Press Release

September 23, 2014
Cardin-Portman Act to Protect Retirement Security

WASHINGTON – U.S. Senators Ben Cardin (D-Md.) and Rob Portman (R-Ohio), both members of the Senate Finance Committee, have teamed up to protect the retirement security of many American workers. Their new legislation, the Retirement Security Preservation Act (S. 2855), creates a permanent fix for an unintentional flaw in the way nondiscrimination regulations apply to certain defined benefit pension plans. The legislation would remove possible incentives for companies to hard-freeze the defined benefit pension plans of long-time employees or otherwise refrain from providing compensating benefits for employees whose plans have been frozen.

 

“Older workers who have been saving for their retirement should not be penalized playing by the rules and planning ahead,” said Senator Cardin. “We need to get back to the original intent of the regulations, which was to encourage greater participation in retirement savings programs.” 

 

“Pension nondiscrimination rules are intended to ensure fairness in company pension plans,” said Senator Portman. “This bill will fix a glitch in the law that inadvertently encourages companies to limit pension opportunities.”

 

In November 2013, Senators Cardin and Portman wrote to Treasury Secretary Jack Lew expressing concern with the regulation that unfairly penalizes employers that engaged in “soft freezes” of their defined benefit pension plans. “This is clearly not the intended effect of the nondiscrimination rules, which were written to strengthen retirement security, rather than to force many older employees into new pension plans that may not provide enough time to accumulate sufficient benefits before retirement,” the senators wrote.

 

In response, the IRS released guidance, IRS Notice 2014-5, which provides temporary nondiscrimination relief for employers that have undertaken “soft freezes.”  The notice permits certain employers that have “soft frozen” their defined benefit plans and who also have a defined contribution plan in place to demonstrate that the aggregated defined benefit and defined contribution plans comply with the nondiscrimination requirements on the basis of equivalent benefits, even if the plan does not meet any of the existing eligibility conditions for testing on that basis.

 

“Soft freezes” allow existing employees to continue to accrue benefits in a company’s defined benefit plans, while newer employees are placed in a defined contribution plan. “Soft freezes” have the potential to cause plans to inadvertently violate the regulation mentioned above, which requires plans to comply with certain nondiscrimination testing requirements. This is because, when a defined benefit plan is “soft frozen,” the number of highly-compensated employees grandfathered into that plan impermissibly rises over time, as no new employees join the defined benefit plan.

 

S. 2855 would provide that a pension plan does not fail the section 401(a)(4) nondiscrimination rules, or the minimum participation requirement in section 401(a)(26), provided the composition of the closed class of participants in the plan meets certain requirements.
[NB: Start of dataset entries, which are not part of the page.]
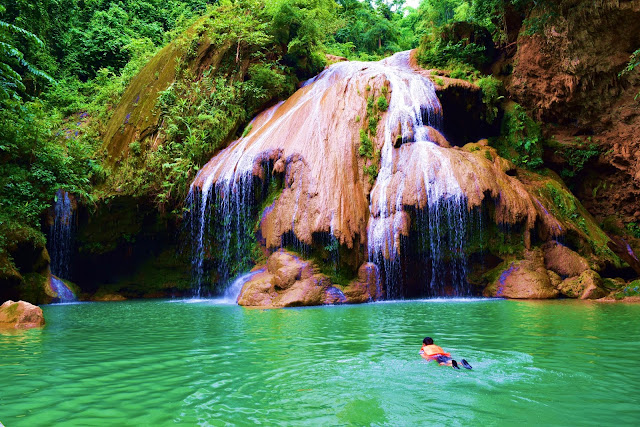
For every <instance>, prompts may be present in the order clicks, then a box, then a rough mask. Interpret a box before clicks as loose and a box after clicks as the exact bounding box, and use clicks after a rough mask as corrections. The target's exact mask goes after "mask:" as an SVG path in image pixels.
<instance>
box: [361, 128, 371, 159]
mask: <svg viewBox="0 0 640 427" xmlns="http://www.w3.org/2000/svg"><path fill="white" fill-rule="evenodd" d="M358 154H360V155H361V156H362V157H366V158H369V159H372V158H373V142H371V139H370V138H369V135H367V131H366V130H365V129H360V146H359V147H358Z"/></svg>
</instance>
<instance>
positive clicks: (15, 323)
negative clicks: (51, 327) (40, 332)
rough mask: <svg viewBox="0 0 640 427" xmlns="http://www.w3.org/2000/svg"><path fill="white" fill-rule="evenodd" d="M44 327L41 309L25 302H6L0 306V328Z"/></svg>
mask: <svg viewBox="0 0 640 427" xmlns="http://www.w3.org/2000/svg"><path fill="white" fill-rule="evenodd" d="M41 326H44V316H43V315H42V309H41V308H40V307H37V306H35V305H33V304H30V303H28V302H25V301H18V302H14V301H11V300H9V301H6V302H5V303H4V304H2V306H0V328H14V329H30V328H39V327H41Z"/></svg>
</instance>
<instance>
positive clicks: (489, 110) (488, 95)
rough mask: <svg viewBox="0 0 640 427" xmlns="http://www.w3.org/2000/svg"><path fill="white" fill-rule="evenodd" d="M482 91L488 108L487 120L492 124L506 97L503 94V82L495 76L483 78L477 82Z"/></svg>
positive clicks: (483, 97)
mask: <svg viewBox="0 0 640 427" xmlns="http://www.w3.org/2000/svg"><path fill="white" fill-rule="evenodd" d="M476 84H477V85H478V86H480V89H482V102H483V103H484V105H485V106H486V107H487V113H486V117H485V120H486V121H487V122H488V123H492V122H493V121H494V120H495V119H496V118H497V117H498V107H499V105H500V103H501V102H502V100H503V99H504V96H502V95H501V92H502V82H501V81H500V80H498V79H496V78H495V77H493V76H488V77H483V78H481V79H480V80H478V81H477V82H476Z"/></svg>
Those requirements include:

 

  • The closed class satisfied the rules as of the date the class was closed (including the nondiscrimination rules for benefits, rights, and features offered to the closed class).

 

  • After the closing date, any plan amendments that modify the closed class (or benefits, rights and features provided to the class) satisfy the nondiscrimination rules.

 

A plan is a qualified plan only if the contributions or benefits provided do not discriminate in favor of highly compensated employees. The bill would provide special rules in the case of an amendment that does not satisfy the second requirement and for defined contribution plans that are tested with the closed plan.